Year: 2021
Studio: Amazon Studios
Director: Eva Orner
Cast: Daisy Jeffrey, Tim Flannery, Greg Mullins

Not long before watching this movie I read Vaclav Smil's influential How the World Really Works, which changed the outlook I would have had on the film if I hadn't read it.

The debate around climate change seems to be full of human-scale superlatives around claims we need to do something now, we're almost too late, global warming will be unstoppable if we miss a widely publicised 2050 target that the media (and many cliamte activists) tend to treat as a Doomsday clock, etc, all spoken as if the world's going to blow up and kill us all in a few months.

And look, I'm a left winger and a climate change believer too, unlike my parents' generations and the conservatives they keep voting for who ignore the threat one generation after another (this film take particular care to put the boot into the tone deaf response by then-Australian Prime Minister Scott Morrison).

So it's easy to get caught up in the almost-hysterical language we use to talk about the urgency facing us these days and feel like a clock is ticking down its final minutes, like a solar storm that's going to wipe out communications or an asteroid on a collision course.

I might have been fooled by Smil's work. He might be an uncommonly erudite and level-head conservative and climate change denier himself – not like the foaming-at-the-mouth politician or industrialist with paymasters from the coal, oil and gas industries like Morrison was. I don't think he is because he was quite up front about acknowledging that climate change was real, man made and escalating, but I might be wrong.

But as he points out, they were saying we were on the brink of catastrophe and the earth was running out of time back in the mid 1980s. I'm not suggesting we do nothing, but a system as big as climate change plays out over centuries. If it's been too late to stop it we're not going to do so now, even if we completely stop burning fossil fuels tomorrow. Things won't stabilise until our great grandchildren are getting ready to retire, maybe longer.

All of which is a way of saying that sometimes, climate hysteria and 'if we don't do something now we're all going to die'-style platitudes are a bit overzealous.

There's nothing wrong with the message of the film, but without having read a moderate assessment of climate change so soon before watching it, I didn't quite buy into the shrieking terror of it all.

The main foal point is the devastating 2019/2020 bushfires in Australia, which it chronicles as they close in on the small towns they razed like Cobargo, talking to some of the people who were there and who have unique perspectives and knowledge of the topic like former NSW fire service commissioner Greg Mullins and environmentalist author Tim Flannery.

And the science is not only solidly presented but (and I realise this runs somewhat counter to what I said above) very scary, especially when they start talking about areas that have never burned before being dry enough to go up.

Also in seeming contrast to my feeling like we can get too panicked about it all, it's among the most effective documentaries you'll watch for its power to make you feel what was going on as the people in the film experienced it.

Not just the pictures and video but the descriptions are terrifying – of the fire being so fast and ferocious it sounded like a freight train or tornado, of it being so large the smoke and heat created their own weather systems, of a smoke front rolling across a small town in midmorning that was so thick it made verything as black as midnight.

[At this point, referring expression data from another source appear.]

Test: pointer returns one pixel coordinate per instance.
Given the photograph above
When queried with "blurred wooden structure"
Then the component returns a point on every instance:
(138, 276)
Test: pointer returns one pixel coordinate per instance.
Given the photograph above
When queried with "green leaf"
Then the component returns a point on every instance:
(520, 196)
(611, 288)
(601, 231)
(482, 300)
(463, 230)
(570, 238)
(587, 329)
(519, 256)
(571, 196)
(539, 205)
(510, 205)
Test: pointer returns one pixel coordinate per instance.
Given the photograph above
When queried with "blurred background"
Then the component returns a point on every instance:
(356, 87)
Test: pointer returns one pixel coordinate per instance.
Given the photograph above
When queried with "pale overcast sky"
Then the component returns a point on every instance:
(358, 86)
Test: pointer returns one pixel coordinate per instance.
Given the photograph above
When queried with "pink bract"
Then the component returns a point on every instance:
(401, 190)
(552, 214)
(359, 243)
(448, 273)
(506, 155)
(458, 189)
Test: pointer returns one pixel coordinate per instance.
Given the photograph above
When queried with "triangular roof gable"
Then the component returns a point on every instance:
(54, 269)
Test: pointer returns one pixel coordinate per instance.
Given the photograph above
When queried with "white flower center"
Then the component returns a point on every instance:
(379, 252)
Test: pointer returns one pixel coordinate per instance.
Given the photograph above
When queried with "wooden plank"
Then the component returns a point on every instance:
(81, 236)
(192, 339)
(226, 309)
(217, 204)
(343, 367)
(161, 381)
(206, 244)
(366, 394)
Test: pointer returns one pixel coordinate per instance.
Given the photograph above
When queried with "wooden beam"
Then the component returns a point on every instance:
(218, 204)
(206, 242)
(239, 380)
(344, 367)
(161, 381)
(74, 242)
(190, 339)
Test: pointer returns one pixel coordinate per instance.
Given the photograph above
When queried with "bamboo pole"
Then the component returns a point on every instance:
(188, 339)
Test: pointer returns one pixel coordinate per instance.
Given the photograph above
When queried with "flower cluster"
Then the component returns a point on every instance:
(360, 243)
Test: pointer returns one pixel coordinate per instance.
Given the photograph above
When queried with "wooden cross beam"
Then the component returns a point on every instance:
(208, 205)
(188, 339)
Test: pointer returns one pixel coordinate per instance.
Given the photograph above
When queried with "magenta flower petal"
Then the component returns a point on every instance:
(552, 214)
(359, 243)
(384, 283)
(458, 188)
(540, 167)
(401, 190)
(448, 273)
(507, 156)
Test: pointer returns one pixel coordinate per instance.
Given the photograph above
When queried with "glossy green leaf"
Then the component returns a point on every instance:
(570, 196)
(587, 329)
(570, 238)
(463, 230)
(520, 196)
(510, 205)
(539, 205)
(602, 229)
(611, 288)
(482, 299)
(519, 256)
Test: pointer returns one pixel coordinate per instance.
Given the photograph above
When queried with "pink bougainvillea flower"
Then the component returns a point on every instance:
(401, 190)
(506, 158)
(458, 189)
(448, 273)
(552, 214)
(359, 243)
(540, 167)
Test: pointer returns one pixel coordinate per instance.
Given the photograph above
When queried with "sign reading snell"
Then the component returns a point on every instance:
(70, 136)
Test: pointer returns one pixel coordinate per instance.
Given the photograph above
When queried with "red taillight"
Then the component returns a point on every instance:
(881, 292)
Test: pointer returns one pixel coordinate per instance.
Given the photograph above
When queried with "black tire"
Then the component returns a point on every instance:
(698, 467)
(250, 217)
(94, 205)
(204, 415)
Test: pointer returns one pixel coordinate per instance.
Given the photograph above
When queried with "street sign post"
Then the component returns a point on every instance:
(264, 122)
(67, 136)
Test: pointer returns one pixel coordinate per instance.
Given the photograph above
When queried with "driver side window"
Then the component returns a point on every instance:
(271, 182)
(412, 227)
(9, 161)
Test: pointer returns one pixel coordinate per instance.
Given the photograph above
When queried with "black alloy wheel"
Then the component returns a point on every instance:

I was also struck by Daisy Jeffrey, the activist who became the public figure of a series of youth protests about climate change across the country. I have no doubt kids are scared and do have the courage of their convictions, and I've been just as frustrated as they have with the inaction of successive governments everywhere being paid for by the resources industry.

But I also couldn't help thinking about Vaclav Smil's views again, about how fossil fuels have become so entrenched in the economy because of what they provide in modern life (plastics, fertiliser) it'll be harder than most people realise to dislodge them. While these kids were marching down the street chanting, hashtagging Instagram pictures and becoming famous later on with book deals that cement how cool they are, I really wanted to ask them if they were preprared to give up everything fossil fuels have made possible (like hashtagging and Instagram).

It's a great film full of solid science, a very robust and well argued message and the tactile experience of how horrible it must have been like to try and live through it, but (and I'm not suggesting there's any debate about climate change science) it represents a lot of the narrow shrillness of left-leaning climate debate that need to be measured with views that aren't just about being rebellious or making you sound like Chicken Little.